Sid Luck, a folk potter who has his pottery on display in the Mint Museum, drove to the school from Seagrove.

“I left at four in the morning, so I’m operating on some special energy right now,” he said.

Luck made several vases and jugs in front of the children and explained to them the process of creating a piece of pottery.

The last thing he made in front of Ms. Mowry’s fourth- grade class was a face jug with its tongue sticking out.

“The best part was watching him make that face jug,” said Tyler Burrell, a fourth-grader. “It looked freaky.”

Luck told the class that face jugs are a North Carolina tradition that goes back hundreds of years.

The Luck family has been creating pottery for six generations.

Luck says that pottery was his first love.

“My dad taught me how to do it when I was about 10-years-old, even though there wasn’t much need for it anymore,” Luck said.

“He said that me and my brother needed to stay out of the swimming hole and not be fishing all the time. He thought we needed something to do to keep us out of trouble.”

Luck has also taught his sons the craft.

Fourth-grade students at Iron Station will soon get a chance to work with clay themselves.

They have studied pottery since the start of the school year, and the next step is for them to make ornaments in the style of face jugs.

Their art teacher, Jennifer Childers, believes that seeing a live demonstration has made them more eager to create pottery.

“They were really excited to see someone work,” said Childers. “Especially someone who has been doing this his whole life.”

Pottery used to be necessary to everyday life, Luck told the students.

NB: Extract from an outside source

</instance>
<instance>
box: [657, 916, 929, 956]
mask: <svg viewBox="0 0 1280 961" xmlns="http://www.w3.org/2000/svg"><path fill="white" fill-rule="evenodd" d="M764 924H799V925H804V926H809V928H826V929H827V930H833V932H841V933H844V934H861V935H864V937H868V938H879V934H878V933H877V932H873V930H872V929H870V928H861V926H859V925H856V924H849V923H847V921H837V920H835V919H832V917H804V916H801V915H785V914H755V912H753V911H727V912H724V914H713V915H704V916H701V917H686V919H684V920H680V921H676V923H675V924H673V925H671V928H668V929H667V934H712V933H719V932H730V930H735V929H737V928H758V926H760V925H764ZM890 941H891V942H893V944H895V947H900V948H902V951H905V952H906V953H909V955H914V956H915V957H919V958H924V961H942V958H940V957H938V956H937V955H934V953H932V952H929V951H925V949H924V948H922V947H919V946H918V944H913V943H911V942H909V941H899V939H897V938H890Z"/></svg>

It wasn’t until the mid ‘50s that it became unnecessary.

“Now it’s called an art,” he said. “It requires a lot of skill to take a piece of mud and throw it on a spinning wheel and make something out of it.”

Luck has been all over North Carolina showing elementary school students how he makes pottery.

Childers called him after she heard how much the students loved him at S. Ray Lowder Elementary.

Luck had been to S. Ray Lowder a week before he came to Iron Station, and he also visited the school last year.